Apple reveals a simple trick that makes AI 8% smarter

Scientists at Apple have presented a study showing that large language models (LLMs) can significantly improve task accuracy when using an old and proven tool – checklists.
Context: how language models are typically trained
After training, the LLM undergoes a fine-tuning phase using the Reinforcement Learning from Human Feedback (RLHF) method. At this stage, human reviewers rate the model’s responses: a “like” increases the likelihood of a similar response in the future, while a “dislike” decreases it. This approach helps to make the responses more useful and safer.
The RLHF has weaknesses, however. The model can learn to produce “seemingly correct” answers that don’t actually solve the problem, just give the illusion of correctness.
The model can learn to give “seemingly correct” answers that don’t actually solve the problem.

What Apple researchers suggested
In an article “Checklists Are Better Than Reward Models For Aligning Language Models” the company proposed a new method – Reinforcement Learning from Checklist Feedback (RLCF).
- Instead of a general “like/dislike” rating, model responses are checked against a list of specific items (“Is it translated into Spanish?”, “Is there formatting?”, etc.).
- Each item is rated on a scale of 0 to 100.
- The more powerful model (“teacher”) checks the answers and assigns scores that become a signal for pre-training of the basic (“student”) model.
Apple has even created a dataset WildChecklists with 130,000 instructions and automatically generated checklists.

Results of the study
Using the RLCF method, the researchers tested the Qwen2.5-7B-Instruct model on five popular benchmarks.

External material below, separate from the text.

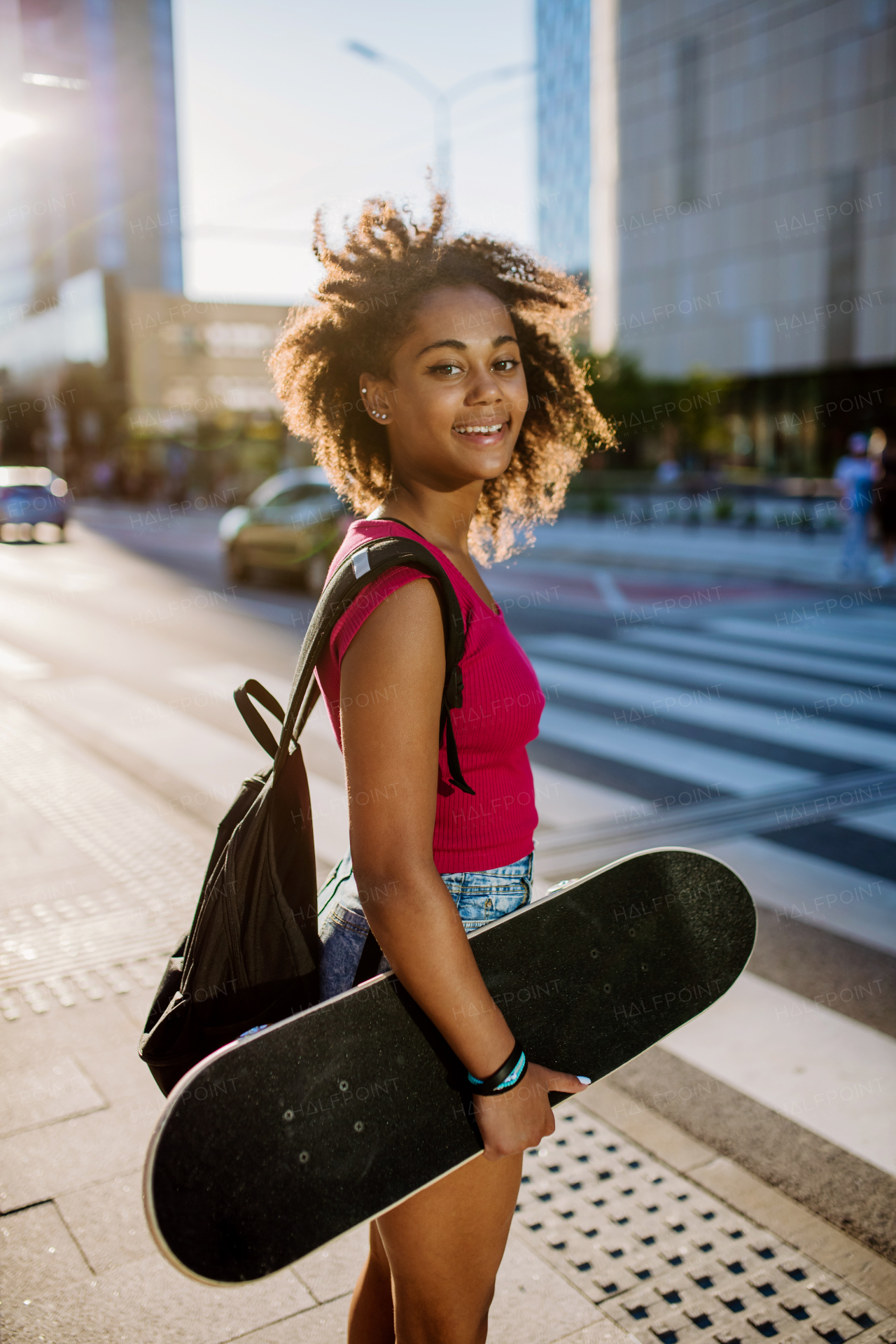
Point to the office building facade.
(564, 99)
(93, 185)
(751, 164)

The results showed consistent improvement across all metrics:
- +4 points in FollowBench
- +6 points in InFoBench
- +3 points in Arena-Hard
In individual tests, the improvement reached 8.2%. This makes checklists a more effective method than classical reward models.

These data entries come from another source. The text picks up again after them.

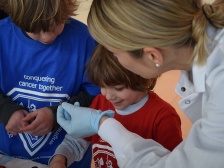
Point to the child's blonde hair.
(37, 15)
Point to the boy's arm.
(7, 108)
(84, 99)
(72, 149)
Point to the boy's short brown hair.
(105, 69)
(36, 15)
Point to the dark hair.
(104, 69)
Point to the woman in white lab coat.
(150, 37)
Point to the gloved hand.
(78, 121)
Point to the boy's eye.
(119, 88)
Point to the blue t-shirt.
(37, 75)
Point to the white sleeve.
(132, 151)
(72, 148)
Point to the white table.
(10, 162)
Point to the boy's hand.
(80, 122)
(58, 161)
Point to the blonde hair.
(36, 15)
(132, 25)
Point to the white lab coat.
(202, 102)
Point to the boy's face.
(122, 97)
(47, 37)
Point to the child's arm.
(69, 150)
(7, 108)
(84, 99)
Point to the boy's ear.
(154, 55)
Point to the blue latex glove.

Limitations of the approach
- The method focuses on complex multi-step instructions, but may be less useful in other scenarios.
- Validation requires a more powerful model, making the process resource-intensive.

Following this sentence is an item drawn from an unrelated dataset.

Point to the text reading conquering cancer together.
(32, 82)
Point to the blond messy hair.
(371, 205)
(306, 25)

- Important: RLCF improves instruction adherence but does not solve the problem of security of models.

Why it matters
The authors emphasize: with the growing popularity of LLMs as personal assistants, users expect models to rigorously and accurately perform complex, step-by-step tasks. In the future, as such assistants gain more autonomy, accuracy in following instructions will be a key factor in their usefulness.